24  Structure of the Results

In this research skills chapter, we turn to the next major section of a report: the results section. This is still the narrow part of the report keeping the hourglass shape in mind as it’s fully focused on your study and trying to explain to the reader what you found to address your research question.

In this chapter, we will explore reporting a results section. We will cover key content to include and details on APA formatting for results and data visualisation. For the course timeline, you only cover correlations/regression in week 7 but we include correlations, t-tests, and their regression equivalents in this chapter. The t-test/regression content is more to return back to when you cover the topics in week 8.

The results section is reported in past tense as you are describing what you found. They are typically short sections - especially for the statistical tests we cover in this course - consisting of approximately two or three paragraphs.
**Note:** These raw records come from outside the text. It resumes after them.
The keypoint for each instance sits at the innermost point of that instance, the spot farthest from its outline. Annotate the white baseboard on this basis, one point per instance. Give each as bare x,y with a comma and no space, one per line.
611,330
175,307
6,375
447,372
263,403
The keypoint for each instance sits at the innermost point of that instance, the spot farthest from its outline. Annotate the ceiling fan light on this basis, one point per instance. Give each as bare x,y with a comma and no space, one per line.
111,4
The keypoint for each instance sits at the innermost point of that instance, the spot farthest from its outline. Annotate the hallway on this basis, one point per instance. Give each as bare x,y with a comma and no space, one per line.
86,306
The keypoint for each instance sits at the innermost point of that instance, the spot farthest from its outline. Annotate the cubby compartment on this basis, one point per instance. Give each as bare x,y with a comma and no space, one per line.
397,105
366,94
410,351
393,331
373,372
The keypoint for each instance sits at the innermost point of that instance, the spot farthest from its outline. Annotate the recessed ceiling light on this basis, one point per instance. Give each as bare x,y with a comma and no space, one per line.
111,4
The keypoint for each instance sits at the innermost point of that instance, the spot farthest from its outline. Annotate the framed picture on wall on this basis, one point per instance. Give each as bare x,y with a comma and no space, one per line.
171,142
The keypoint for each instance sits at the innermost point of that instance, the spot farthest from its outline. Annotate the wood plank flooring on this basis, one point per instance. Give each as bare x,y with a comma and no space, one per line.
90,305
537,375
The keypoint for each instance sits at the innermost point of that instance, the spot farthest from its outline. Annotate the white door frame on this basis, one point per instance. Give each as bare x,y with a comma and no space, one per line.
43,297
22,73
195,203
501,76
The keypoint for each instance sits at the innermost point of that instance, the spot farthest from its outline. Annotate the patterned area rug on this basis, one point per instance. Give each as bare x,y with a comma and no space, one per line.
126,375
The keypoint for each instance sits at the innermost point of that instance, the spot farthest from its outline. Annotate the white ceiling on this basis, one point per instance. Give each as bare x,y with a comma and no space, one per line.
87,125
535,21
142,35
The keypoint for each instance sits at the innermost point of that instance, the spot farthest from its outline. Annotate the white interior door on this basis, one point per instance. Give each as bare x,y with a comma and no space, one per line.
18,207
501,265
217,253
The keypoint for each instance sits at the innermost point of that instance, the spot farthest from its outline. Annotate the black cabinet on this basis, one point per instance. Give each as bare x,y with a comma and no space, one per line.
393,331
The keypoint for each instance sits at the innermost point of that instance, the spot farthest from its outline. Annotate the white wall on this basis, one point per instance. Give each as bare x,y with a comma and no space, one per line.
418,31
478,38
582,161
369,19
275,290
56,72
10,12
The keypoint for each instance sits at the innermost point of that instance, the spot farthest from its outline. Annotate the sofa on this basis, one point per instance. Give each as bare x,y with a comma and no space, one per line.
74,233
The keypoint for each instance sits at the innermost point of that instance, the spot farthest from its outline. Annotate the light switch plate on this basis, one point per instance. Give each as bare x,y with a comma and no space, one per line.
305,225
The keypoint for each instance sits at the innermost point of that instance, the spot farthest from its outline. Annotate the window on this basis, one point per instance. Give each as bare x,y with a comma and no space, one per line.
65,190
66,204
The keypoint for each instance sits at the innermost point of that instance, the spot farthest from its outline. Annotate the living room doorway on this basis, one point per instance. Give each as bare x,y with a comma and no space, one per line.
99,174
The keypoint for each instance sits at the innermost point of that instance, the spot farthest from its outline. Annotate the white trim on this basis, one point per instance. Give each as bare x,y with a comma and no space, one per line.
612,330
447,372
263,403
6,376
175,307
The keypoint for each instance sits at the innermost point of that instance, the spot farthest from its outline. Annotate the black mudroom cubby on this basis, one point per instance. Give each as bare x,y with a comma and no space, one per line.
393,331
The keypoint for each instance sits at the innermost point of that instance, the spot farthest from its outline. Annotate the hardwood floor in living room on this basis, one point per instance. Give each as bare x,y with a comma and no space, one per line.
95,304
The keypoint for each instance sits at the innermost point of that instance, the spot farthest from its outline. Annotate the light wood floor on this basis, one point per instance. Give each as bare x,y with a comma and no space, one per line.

This is not prescriptive as if you have deviations to justify or assumption checks to explain it can be longer, but think about whether you have provided all the information you need to rather than chasing a specific word count.

To learn the key information that should be included in a results section, we recommend including six components. Unlike the method, these are not typically sub-sections with headings in your report, but components to make sure you include. The six components are:

  1. Restate your hypothesis from the stage one report (if applicable).

  2. Deviations from your stage one report.

  3. Assumption checks.

  4. Descriptive statistics.

  5. Inferential statistics.

  6. Statement on your hypothesis.

While we recommend using this order to start with, the key principle is maintaining logical flow. For example, you could start by outlining deviations from your stage one report first before restating the hypothesis, but outlining your descriptive statistics after your inferential statistics would be confusing to the reader.

24.1 Restate your hypothesis from the stage one report

Compared to your stage one report, you might justify changing which statistical test is most appropriate, but your hypothesis should never change. You might no longer think it is a good idea or it could be expressed better, but that would be a lesson for the future. For your stage two report, your hypothesis should be the exact same one as you predicted in your group for the stage one report (if you had one in the first place). We promote initiatives like registered reports to avoid this kind of thing as changing your hypothesis risks HARKing - hypothesising after the results are known.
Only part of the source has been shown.